CNN.com Coverage of Classic Gaming Expo 2001
Today on CNN: remember Atari, ColecoVision? How about Intellivsion? Well, just ask these guys.
Games today certainly have better graphics and better sound, but back then it was all about the gameplay. A blast from the techno past as we take you to the Classic Gaming Expo. This is CNN dot COM.
CNN dot com, I'm Bruce Burkhardt, James Hattori is on assignment. We're coming to you this week from the Magic Johnson Theater in Atlanta, Georgia. Most video games today, like these, are teeming with realistic graphics or complex plots. But every once in a while you'll see a blast from the past, like Ms. Pac-man. Well, Marc Saltzman takes us to a place were Ms. Pac-man has never gone out of style, and Donkey Kong is still king. Let's go to the Classic Gaming Expo.
Today's videogames boast jaw-dropping graphics, incredible surround sound, and thanks to the net, the ability to play against anyone, anywhere else in the world. So why do these folks prefer the games of yesteryear?
[Joe Santulli] "This is the time when games were simple and people could just plug a game in, fire it up and play the game without a 32 page instruction manual or a degree in physics. You just plug it in and have a good time".
In the late and early 80's video games were simple 2-dimensional diversions that required a joystick, maybe a button or two, and an imagination. Yet countless gamers still prefer these classics. So it's no wonder that more than a thousand gamers from around the globe flocked to the annual Classic Gaming Expo held recently in Las Vegas to congregate, celebrate, and recreate the origins of the multi-billion dollar video game industry. Here, gamers can wax nostalgic by playing the classics, engage in buying rare collector items, and most importantly meet the industry veterans responsible for it all.
[Rick Dyer] "One of the reporters who was interviewing us said: 'You know I have a story that I have to share with you. I was in Hawaii for my very first time and that happened to be the week that Dragon's Lair was introduced to Hawaii ... I never saw the beach!'. And I looked at him and I said, 'oh my gosh, I'm so sorry' and he said, 'no, it was the best week of my life!'"

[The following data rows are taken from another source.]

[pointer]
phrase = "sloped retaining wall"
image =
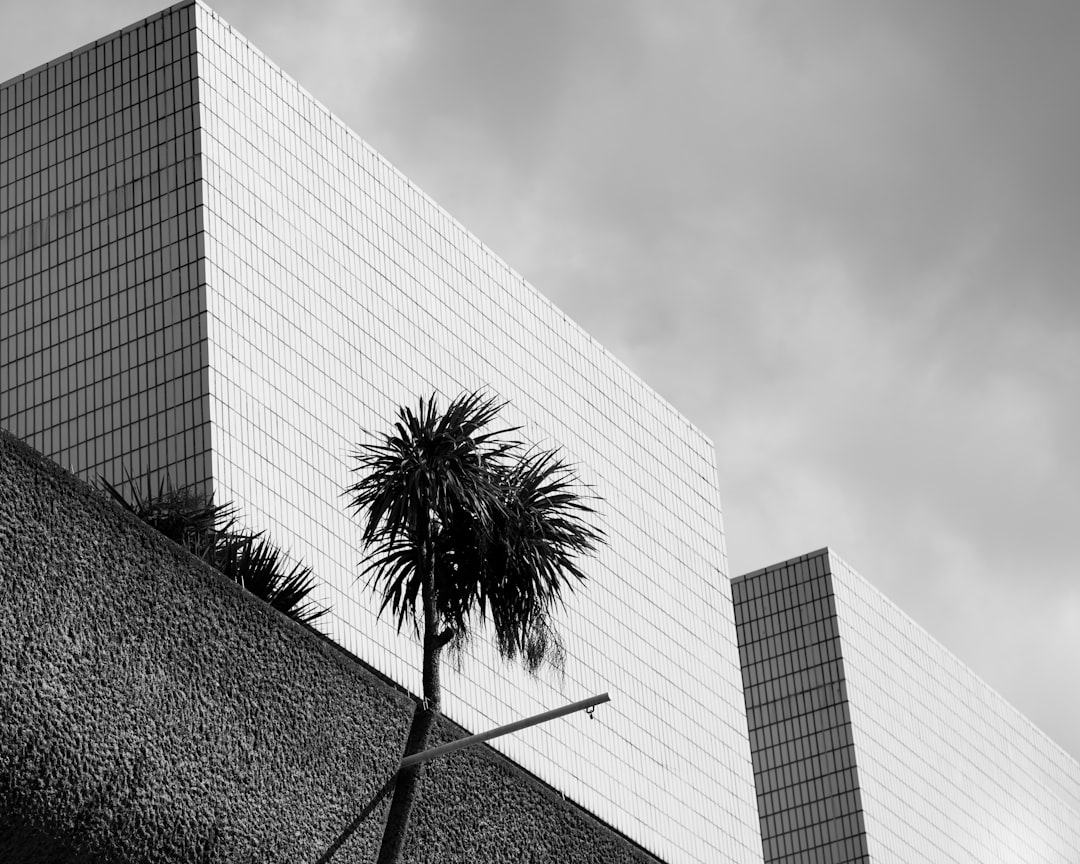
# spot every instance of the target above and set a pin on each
(152, 712)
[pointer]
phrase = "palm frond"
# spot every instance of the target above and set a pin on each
(500, 526)
(211, 532)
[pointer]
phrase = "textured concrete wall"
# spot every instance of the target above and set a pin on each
(152, 712)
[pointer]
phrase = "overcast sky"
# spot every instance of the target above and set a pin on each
(842, 238)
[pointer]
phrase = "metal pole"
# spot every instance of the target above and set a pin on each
(502, 730)
(584, 704)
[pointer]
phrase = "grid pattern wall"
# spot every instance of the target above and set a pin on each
(950, 771)
(102, 335)
(337, 291)
(797, 714)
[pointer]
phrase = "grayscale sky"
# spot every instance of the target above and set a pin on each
(842, 238)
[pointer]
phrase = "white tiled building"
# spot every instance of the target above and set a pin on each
(873, 742)
(205, 272)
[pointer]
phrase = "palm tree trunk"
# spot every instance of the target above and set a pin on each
(401, 806)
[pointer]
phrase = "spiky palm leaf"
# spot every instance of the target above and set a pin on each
(211, 532)
(252, 561)
(412, 481)
(501, 527)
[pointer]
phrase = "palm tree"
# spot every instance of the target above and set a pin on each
(210, 531)
(466, 525)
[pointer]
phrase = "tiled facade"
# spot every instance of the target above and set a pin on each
(927, 761)
(103, 333)
(248, 286)
(798, 717)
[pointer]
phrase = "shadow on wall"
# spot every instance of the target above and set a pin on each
(150, 711)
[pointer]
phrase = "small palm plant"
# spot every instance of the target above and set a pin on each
(466, 525)
(210, 531)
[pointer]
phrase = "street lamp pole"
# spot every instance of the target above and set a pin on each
(417, 758)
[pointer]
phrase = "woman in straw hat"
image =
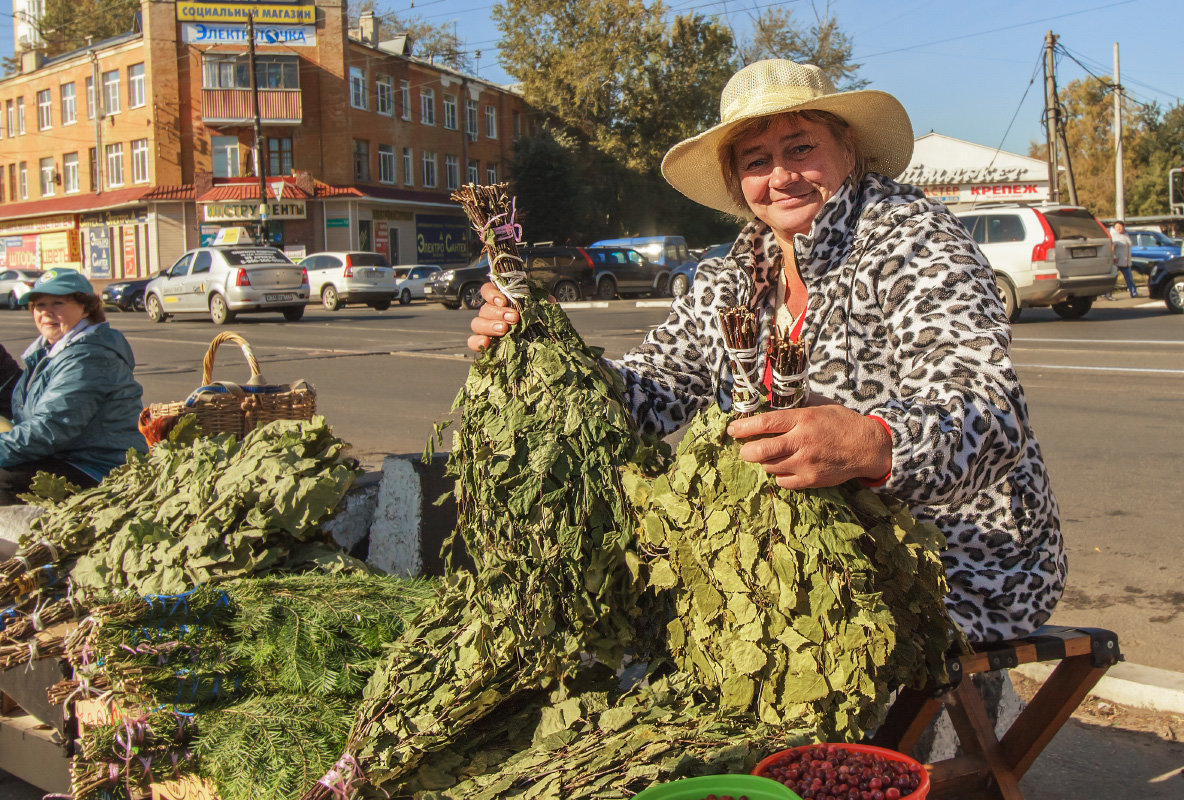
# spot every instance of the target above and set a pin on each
(907, 339)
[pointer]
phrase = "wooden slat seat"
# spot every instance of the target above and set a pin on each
(992, 767)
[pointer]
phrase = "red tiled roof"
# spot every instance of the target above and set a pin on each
(72, 204)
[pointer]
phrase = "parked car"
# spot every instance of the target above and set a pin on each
(126, 295)
(410, 281)
(1149, 247)
(351, 277)
(1044, 256)
(10, 281)
(625, 271)
(226, 281)
(1166, 283)
(564, 271)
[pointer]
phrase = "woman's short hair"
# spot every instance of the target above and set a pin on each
(744, 130)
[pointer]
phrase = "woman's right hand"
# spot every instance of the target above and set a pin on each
(494, 318)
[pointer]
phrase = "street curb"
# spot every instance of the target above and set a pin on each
(1128, 684)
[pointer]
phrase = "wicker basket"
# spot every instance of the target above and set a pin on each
(226, 407)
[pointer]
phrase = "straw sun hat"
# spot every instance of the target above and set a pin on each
(882, 133)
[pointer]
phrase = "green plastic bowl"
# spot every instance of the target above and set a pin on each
(696, 788)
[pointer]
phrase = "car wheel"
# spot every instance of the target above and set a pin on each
(1173, 296)
(220, 313)
(470, 296)
(155, 309)
(566, 292)
(680, 285)
(1074, 308)
(329, 298)
(1010, 305)
(606, 289)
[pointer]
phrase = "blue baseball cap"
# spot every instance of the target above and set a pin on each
(58, 282)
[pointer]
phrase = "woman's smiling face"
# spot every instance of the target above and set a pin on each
(789, 171)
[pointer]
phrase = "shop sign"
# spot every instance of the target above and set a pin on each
(249, 210)
(442, 238)
(98, 249)
(240, 12)
(206, 33)
(59, 249)
(43, 225)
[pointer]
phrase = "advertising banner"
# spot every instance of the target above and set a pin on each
(442, 238)
(239, 12)
(213, 33)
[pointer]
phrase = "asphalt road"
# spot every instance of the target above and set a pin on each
(1106, 397)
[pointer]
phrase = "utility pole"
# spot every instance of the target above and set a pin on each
(1119, 193)
(259, 162)
(1050, 118)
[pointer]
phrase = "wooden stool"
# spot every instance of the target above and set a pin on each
(990, 767)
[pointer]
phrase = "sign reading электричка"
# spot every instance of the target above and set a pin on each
(239, 12)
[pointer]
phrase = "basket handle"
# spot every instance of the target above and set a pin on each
(207, 363)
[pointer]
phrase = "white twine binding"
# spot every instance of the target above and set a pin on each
(746, 374)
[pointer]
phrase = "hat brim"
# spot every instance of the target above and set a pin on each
(880, 124)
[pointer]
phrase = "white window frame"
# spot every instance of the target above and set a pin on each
(358, 94)
(113, 159)
(44, 109)
(386, 167)
(69, 103)
(384, 91)
(136, 91)
(140, 161)
(430, 176)
(70, 173)
(428, 107)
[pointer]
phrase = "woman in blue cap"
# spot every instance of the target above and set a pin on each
(76, 404)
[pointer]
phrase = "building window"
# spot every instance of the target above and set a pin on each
(451, 172)
(386, 163)
(69, 108)
(361, 160)
(225, 155)
(140, 161)
(115, 165)
(428, 107)
(490, 122)
(384, 90)
(70, 173)
(111, 91)
(136, 96)
(470, 118)
(429, 171)
(44, 109)
(280, 155)
(358, 88)
(47, 174)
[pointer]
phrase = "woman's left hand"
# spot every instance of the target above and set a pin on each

Dragon's Lair was the first laser disc game to hit the market, back in 1983. Now, it's in its 19th year, and has pulled in more than $130 million in revenue. That's a lot of quarters, and more will be rolling in, coming next year is "Dragon's Lair 3D" a classic brought into the 21st century. Hollywood veteran Don Bluth, responsible for titan A.E. among many other films, is in charge of the animation.
[Don Bluth] "The old original was a movie, and if you make the right choice you have to go on watching the movie. Not anymore. Not so this time, you have to actually move him around, you have to push buttons and you tell him what to do so you become like a puppeteer of this little creature".
That sophistication might be a little much for folks devoted to the classics.
[John Champeau] "Actually you know I have a PlayStation that I haven't touched for a couple of years now just collecting dust. I've just been playing the Atari."
[Mark Champeau] "The older games offer a lot of family fun. We can sit down with the family and play the games. A lot of the newer games are really fast, a lot of them are kind of complicated, and take months to learn."
Many of these classics seem to strike a chord with gamers, even if they weren't around when these games debuted.
The Classic Gaming Expo is not just for those who have come to play or purchase these old games, but believe it or not all-NEW games even debut here for these ancient systems, such as the ColecoVision. Anybody remember one of these?
[Joe Santulli] "You've got a number of 'home-brew' games on display and also being sold. These are guys who are modern day classic game designers. They have the technology in their hands. They know how to do the programming, and they come out once a year with these brand new games to offer to people who have dusted off those older systems".
To these folks, it's never really game over.